On a minor point, Morgan mistakenly asserts that renewable energy is incapable of “fuelling” automobiles and green energy has increased Ontario’s electricity costs to “the highest in North America.” He has apparently forgotten about the emergence of electric vehicles that can be “fuelled” by renewable electricity, and his claim that Ontario’s rates are the highest in North America is factually incorrect.

But my most serious criticism is his failure to even mention climate change in his original articles. I pointed him to the recent IEA forecast that showed that oil consumption must decline if we are going to meet our Paris emission targets.

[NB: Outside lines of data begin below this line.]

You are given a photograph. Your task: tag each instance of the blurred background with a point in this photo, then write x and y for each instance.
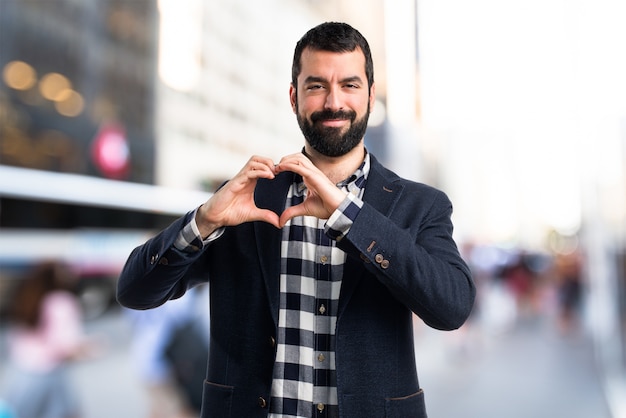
(117, 116)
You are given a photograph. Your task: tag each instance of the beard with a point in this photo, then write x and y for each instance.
(330, 141)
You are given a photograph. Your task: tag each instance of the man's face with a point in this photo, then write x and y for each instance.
(332, 102)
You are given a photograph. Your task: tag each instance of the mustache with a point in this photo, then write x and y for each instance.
(329, 114)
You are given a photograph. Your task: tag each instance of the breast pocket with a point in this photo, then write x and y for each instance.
(412, 406)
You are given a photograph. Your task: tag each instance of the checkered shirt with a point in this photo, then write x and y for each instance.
(304, 381)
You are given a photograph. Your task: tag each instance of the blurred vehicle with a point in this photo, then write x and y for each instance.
(89, 223)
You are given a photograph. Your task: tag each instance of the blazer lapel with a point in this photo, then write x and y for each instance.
(271, 194)
(382, 191)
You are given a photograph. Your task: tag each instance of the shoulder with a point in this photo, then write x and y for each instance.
(378, 172)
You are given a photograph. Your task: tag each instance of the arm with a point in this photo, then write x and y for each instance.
(419, 261)
(408, 245)
(163, 268)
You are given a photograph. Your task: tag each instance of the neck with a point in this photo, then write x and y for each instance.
(337, 169)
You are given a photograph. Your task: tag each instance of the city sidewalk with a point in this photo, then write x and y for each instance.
(528, 370)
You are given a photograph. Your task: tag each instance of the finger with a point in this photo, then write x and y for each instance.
(268, 216)
(290, 213)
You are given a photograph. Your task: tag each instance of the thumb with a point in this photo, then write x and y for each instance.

To his credit, Morgan now acknowledges this IEA forecast (while inexplicably criticizing me for referencing it), but then dismisses it by concluding that meeting our climate-change targets is impossible. In Morgan’s world of expanding fossil-fuel consumption and massive new pipeline construction, this might be true. But the scientific consensus is that we have to do everything we can to reduce our reliance on fossil fuels to mitigate the potentially catastrophic impacts of climate change.

It is clear that solving our energy and environmental challenges requires balance, compromise and creativity. Knowledgeable industry representatives such as Morgan have an important role to play in this collaborative dialogue.

However, we have to consider carefully all the evidence and listen with an open mind to other points of view if we are going to develop solutions that meet both our environmental and economic objectives.

Thomas Gunton is director of the Resource and Environmental Planning Program at Simon Fraser University.